A Manila court charged eight suspected terrorists with carrying out bombings across the city in December 2000, one of the worst terror incidents in the country's history.
One of the attacks targeted an elevated railway and killed 22 people. More than 100 people were injured by the bombing.
Among those indicted is Hambali, the Indonesian who is believed to be the operational leader of the al-Qaida-linked Southeast Asian terror network, Jemaah Islamiyah. He is still at large.

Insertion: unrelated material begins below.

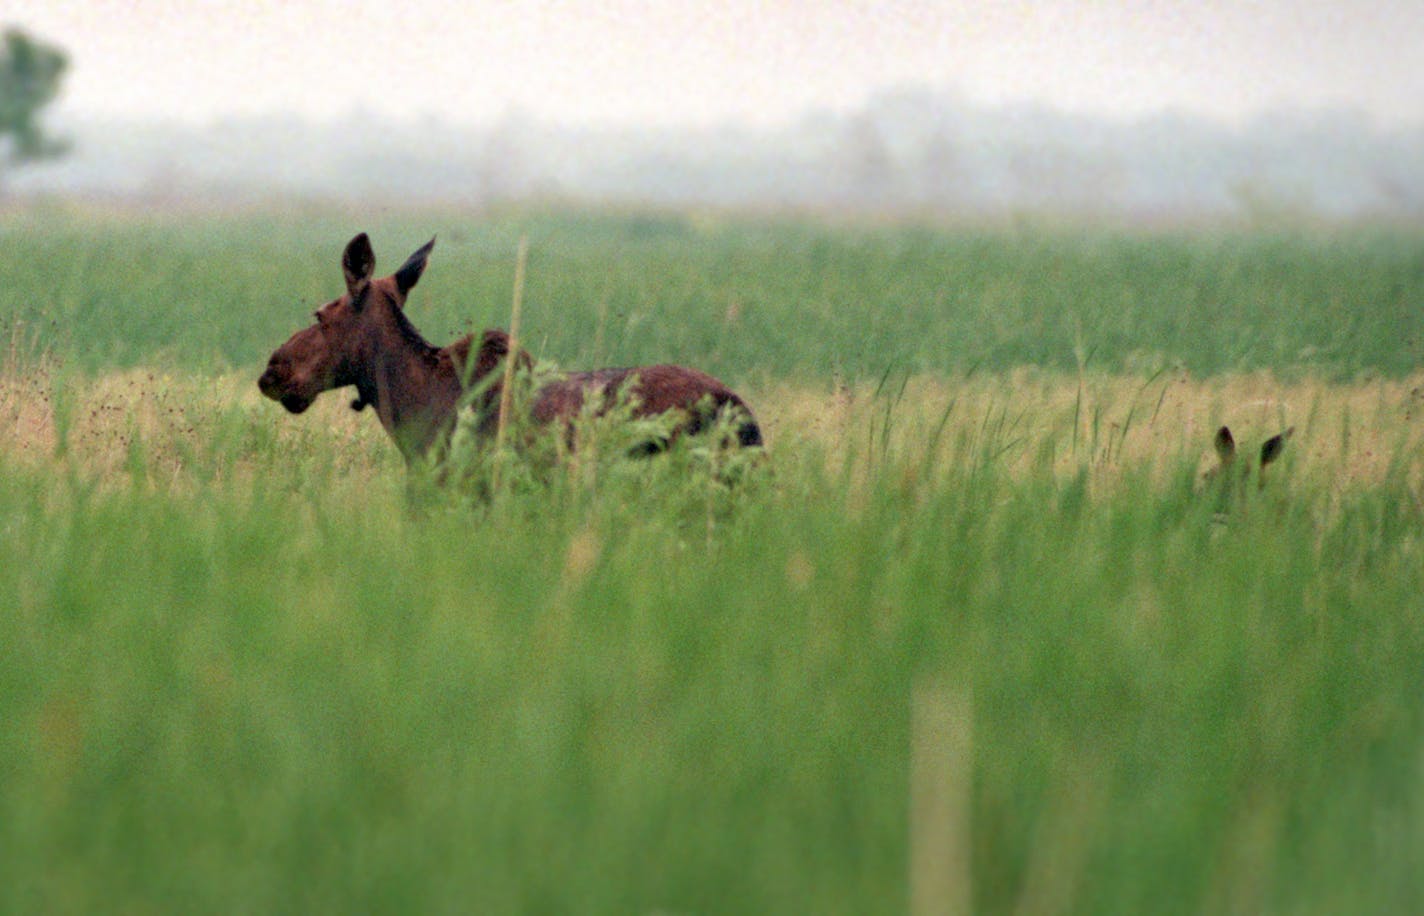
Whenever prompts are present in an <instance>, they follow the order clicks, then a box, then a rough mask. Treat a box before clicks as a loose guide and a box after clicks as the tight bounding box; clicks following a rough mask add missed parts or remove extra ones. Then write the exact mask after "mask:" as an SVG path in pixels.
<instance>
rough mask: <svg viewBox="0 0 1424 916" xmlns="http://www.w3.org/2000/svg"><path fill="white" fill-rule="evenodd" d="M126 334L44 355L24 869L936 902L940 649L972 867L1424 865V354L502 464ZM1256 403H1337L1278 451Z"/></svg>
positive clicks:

Others named in the indictment are members of the Moro Islamic Liberation Front, a Muslim separatist movement in Mindanao in the southern Philippines.
University of the Philippines Professor Noel Morada said prosecutors' attempts to link Hambali with the rebels is significant. "He is a big fish actually, because the reports seem to indicate the Jemaah Islamiyah and al-Qaida have links, and if you want to connect the dots also with the problem in Mindanao … then there is really a connection," Mr. Morada explained.
The government has threatened to place the Moro Islamic Liberation Front on an official terrorist list, unless it renounces links to terrorism. The rebel group did so in June and is hoping to enter negotiations with the government on ending the 30-year separatist conflict.
According to Monday's court indictment, Hambali and another alleged Jemaah Islamiyah leader, Faiz Abubakar Bafana, gave money to a suspected bomber from the rebel group, to conduct the attacks.
Mr. Bafana is in custody in Singapore. All of the others named still elude capture, with the exception of an Indonesian national named Fathur Rohman al-Ghozi. Al-Ghozi is serving a 12-year prison term on explosives charges in the Philippines, and the indictments are said to be based on his confessions.